Por isso, como foi há dias referido aqui, veio a público a notícia de que a Troika quer que empresas também cortem nos salários em 2012, contra o que surgiram de imediato várias reacções e a que o PR não ficou indiferente, como diz a notícia Cavaco critica sugestão de baixar salários no privado.
Por um lado, há que atender a que não é favorável ao desenvolvimento procurar a competitividade com salários mais baixos, mas sim, aumentando a capacidade de inovação e melhorando a qualificação dos recursos humanos, simultaneamente com investimento na eficiência dos equipamentos industriais e nos métodos de trabalho com uma boa ligação entre o ensino superior e as empresas, além de muitos outros factores como a qualidade da marca e o marketing.
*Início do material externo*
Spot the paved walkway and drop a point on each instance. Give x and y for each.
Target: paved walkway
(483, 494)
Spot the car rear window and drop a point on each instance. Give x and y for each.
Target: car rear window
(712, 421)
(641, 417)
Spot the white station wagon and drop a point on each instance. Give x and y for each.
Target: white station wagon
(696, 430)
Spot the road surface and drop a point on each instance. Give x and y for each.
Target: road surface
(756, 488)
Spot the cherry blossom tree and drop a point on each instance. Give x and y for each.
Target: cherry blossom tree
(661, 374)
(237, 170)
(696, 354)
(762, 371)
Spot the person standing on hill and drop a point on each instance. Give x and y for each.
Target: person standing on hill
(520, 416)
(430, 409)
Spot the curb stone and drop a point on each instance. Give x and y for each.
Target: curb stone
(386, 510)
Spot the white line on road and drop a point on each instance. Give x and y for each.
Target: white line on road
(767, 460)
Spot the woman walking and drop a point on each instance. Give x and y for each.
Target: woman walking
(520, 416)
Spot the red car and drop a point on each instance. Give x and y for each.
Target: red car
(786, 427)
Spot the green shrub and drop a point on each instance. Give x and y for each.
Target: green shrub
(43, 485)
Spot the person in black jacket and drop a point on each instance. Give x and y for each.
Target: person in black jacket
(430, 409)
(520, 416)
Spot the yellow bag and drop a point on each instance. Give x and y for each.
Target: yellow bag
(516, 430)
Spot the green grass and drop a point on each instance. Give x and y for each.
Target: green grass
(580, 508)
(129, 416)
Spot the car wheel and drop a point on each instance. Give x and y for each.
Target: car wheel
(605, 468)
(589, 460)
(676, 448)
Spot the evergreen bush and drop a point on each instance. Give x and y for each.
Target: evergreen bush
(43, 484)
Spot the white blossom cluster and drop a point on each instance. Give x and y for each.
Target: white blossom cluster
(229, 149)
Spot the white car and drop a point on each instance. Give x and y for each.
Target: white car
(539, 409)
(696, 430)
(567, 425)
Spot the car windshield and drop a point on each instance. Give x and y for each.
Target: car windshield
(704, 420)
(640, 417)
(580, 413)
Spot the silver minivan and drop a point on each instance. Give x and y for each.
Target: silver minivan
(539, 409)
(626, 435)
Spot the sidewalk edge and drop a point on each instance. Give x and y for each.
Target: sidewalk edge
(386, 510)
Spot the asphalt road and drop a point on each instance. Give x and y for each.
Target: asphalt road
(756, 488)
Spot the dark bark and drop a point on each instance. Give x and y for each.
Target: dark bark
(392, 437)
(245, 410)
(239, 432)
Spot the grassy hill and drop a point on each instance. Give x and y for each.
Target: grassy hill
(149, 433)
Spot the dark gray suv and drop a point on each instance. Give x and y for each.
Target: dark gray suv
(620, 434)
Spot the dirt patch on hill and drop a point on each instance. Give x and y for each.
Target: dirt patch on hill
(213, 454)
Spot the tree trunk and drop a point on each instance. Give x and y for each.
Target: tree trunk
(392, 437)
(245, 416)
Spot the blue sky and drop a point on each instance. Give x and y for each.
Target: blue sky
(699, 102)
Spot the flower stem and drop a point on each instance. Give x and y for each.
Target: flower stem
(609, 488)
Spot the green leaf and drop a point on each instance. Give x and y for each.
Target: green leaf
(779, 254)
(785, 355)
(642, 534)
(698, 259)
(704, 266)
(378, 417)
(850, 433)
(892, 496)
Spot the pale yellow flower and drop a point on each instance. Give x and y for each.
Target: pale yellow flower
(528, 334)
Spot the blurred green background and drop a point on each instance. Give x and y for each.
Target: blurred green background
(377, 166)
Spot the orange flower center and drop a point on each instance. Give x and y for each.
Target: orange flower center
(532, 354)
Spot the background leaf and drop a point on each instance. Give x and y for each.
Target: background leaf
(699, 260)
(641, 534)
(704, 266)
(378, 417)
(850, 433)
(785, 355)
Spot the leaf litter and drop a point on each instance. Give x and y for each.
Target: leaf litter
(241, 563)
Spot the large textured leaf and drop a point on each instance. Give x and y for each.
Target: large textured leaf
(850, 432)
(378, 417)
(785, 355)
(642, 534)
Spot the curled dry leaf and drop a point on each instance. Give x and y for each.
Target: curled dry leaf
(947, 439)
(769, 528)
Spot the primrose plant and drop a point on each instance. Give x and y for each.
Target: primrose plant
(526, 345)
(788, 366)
Por outro lado, de acordo com o modelo económico português, “o poder político não tem competência para determinar directamente os salários praticados no sector privado”, devendo deixar funcionar a livre iniciativa, dentro de limites que salvaguardem o respeito pelas regras da leal concorrência.
Esta atitude da Troika, ao contrário dos milionários americanos, pretende que Portugal resolva o problema da crise, gerada por más decisões de governantes sob pressão de grandes empresários e outras espécies de milionários, não à custa de quem mais tem mas à custa de quem vive do salário do trabalha e que se vê frequentemente espoliado do pouco que recebe.
Agudizar o empobrecimento já bastante notório inviabiliza qualquer esforço de desenvolvimento e de recuperação da crise, como se vê pelas notícias Indicador de consumo privado com novo mínimo histórico e Actividade económica e procura mantiveram perfil negativo em Setembro.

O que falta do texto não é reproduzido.